The CIW, a community-based farmworker organization headquartered in Immokalee, FL, with over 4,000 members, seeks modern working conditions for farmworkers and promotes their fair treatment in accordance with national and international labor standards. Among its accomplishments, the CIW has aided in the prosecution by the Department of Justice of six slavery operations and the liberation of well over 1,000 workers.

In addition, the CIW uses creative methods to educate consumers about human rights abuses in the U.S. agricultural industry, the need for corporate social responsibility, and how consumers can help workers realize their social change goals.

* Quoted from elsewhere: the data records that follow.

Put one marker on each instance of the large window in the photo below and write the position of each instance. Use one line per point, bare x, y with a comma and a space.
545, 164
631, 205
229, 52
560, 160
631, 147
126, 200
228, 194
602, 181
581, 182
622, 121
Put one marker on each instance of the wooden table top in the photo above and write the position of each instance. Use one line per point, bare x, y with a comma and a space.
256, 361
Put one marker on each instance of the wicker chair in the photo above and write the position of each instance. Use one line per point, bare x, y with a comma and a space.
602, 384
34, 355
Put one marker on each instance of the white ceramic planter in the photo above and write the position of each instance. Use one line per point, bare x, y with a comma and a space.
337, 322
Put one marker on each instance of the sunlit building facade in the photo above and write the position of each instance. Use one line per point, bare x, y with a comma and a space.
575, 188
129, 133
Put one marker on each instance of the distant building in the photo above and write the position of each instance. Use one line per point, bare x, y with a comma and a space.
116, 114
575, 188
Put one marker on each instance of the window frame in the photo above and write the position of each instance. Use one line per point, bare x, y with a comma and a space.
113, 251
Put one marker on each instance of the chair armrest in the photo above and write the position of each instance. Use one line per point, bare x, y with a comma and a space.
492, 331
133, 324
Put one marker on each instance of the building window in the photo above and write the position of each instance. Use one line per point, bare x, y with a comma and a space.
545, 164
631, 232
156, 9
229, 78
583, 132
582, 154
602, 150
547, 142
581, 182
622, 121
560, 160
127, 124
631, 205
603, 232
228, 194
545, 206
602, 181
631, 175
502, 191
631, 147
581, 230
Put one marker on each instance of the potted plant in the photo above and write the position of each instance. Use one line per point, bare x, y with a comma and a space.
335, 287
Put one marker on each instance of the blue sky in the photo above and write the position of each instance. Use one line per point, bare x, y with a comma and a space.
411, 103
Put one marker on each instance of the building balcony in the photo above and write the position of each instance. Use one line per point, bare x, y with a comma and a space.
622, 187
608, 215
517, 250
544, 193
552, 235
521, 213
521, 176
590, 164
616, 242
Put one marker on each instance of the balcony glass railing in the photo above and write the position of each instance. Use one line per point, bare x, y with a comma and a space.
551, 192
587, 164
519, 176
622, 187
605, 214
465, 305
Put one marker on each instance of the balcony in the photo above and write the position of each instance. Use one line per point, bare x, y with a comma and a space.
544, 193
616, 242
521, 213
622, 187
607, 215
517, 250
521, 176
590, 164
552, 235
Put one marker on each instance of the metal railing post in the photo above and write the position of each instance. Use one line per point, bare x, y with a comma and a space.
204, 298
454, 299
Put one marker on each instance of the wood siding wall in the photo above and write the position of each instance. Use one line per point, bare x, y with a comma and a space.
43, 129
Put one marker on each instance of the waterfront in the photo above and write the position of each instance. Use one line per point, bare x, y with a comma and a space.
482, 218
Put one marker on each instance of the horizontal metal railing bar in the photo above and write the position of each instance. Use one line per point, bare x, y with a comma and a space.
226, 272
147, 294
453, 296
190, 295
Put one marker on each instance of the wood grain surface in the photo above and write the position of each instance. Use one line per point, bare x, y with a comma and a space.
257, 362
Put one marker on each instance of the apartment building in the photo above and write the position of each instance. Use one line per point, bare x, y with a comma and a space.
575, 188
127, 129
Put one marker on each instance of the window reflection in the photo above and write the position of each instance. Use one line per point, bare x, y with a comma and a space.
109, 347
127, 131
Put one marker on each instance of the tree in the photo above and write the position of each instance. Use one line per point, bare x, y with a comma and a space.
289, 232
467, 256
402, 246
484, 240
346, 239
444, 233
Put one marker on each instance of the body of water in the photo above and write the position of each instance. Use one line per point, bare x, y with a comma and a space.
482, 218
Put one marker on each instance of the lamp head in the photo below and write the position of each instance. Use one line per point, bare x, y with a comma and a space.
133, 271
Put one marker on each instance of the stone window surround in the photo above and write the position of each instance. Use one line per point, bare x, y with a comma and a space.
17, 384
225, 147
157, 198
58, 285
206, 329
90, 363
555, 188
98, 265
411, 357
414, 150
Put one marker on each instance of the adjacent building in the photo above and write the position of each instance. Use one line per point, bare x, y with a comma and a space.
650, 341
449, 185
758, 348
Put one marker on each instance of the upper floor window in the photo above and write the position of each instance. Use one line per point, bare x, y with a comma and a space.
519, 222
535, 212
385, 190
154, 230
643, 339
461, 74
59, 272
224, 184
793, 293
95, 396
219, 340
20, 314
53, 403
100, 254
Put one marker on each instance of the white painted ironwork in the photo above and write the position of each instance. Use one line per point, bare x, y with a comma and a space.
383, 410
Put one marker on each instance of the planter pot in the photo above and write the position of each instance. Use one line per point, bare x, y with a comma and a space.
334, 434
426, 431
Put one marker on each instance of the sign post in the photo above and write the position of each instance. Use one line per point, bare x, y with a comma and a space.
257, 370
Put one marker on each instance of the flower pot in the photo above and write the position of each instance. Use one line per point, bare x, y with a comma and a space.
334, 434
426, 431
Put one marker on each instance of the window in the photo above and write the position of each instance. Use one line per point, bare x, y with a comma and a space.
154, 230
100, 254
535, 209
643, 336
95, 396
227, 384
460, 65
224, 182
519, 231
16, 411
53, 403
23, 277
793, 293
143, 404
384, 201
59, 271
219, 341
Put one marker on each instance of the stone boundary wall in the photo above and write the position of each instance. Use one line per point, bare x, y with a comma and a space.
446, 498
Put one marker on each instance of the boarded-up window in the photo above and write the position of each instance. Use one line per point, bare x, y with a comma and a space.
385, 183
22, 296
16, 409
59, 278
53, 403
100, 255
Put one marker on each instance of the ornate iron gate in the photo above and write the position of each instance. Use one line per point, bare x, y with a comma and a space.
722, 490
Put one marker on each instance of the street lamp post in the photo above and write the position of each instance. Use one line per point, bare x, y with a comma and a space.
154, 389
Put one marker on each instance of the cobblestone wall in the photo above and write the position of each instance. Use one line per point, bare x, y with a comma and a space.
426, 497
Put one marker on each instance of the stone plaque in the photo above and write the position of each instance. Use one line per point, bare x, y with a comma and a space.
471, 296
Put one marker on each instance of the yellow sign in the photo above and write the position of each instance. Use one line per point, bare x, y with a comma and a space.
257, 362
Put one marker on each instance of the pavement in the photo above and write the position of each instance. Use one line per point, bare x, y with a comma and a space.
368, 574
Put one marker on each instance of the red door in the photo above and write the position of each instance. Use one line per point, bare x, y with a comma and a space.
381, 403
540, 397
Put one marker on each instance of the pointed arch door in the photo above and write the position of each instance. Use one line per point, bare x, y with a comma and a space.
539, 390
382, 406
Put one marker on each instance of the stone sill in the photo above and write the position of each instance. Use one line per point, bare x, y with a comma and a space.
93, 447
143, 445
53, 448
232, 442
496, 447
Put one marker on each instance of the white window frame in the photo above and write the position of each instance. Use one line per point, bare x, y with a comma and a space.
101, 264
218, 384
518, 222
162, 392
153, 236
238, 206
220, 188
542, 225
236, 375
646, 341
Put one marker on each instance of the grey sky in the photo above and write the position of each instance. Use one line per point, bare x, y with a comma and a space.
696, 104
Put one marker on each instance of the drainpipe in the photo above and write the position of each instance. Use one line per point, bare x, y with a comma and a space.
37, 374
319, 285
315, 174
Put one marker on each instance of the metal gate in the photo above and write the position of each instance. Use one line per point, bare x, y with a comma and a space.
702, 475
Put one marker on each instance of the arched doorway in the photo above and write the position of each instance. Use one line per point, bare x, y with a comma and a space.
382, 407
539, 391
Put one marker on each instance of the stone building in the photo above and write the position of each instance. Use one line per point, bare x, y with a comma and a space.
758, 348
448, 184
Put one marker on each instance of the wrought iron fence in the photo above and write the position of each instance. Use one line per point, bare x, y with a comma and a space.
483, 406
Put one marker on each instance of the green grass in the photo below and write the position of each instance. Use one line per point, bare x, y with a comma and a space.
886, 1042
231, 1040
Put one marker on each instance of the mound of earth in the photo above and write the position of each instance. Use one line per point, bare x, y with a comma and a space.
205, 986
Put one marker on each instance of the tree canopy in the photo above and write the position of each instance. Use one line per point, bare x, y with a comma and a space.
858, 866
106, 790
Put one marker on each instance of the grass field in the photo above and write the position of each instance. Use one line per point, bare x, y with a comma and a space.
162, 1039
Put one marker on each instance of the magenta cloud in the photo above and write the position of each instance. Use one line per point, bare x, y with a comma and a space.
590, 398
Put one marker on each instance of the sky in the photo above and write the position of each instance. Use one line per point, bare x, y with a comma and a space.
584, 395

The CIW's Campaign for Fair food has won unprecedented support for fundamental farm labor reforms from retail food industry leaders, with the goal of enlisting the market power of those companies to demand more humane labor standards from their Florida tomato suppliers.


* The True Cost of Tomatoes by Mark Bittman (New York Times, 6/14/11)

* Trader Joe's Reveals Its Inner WalMart (CIW website, 6/29/11)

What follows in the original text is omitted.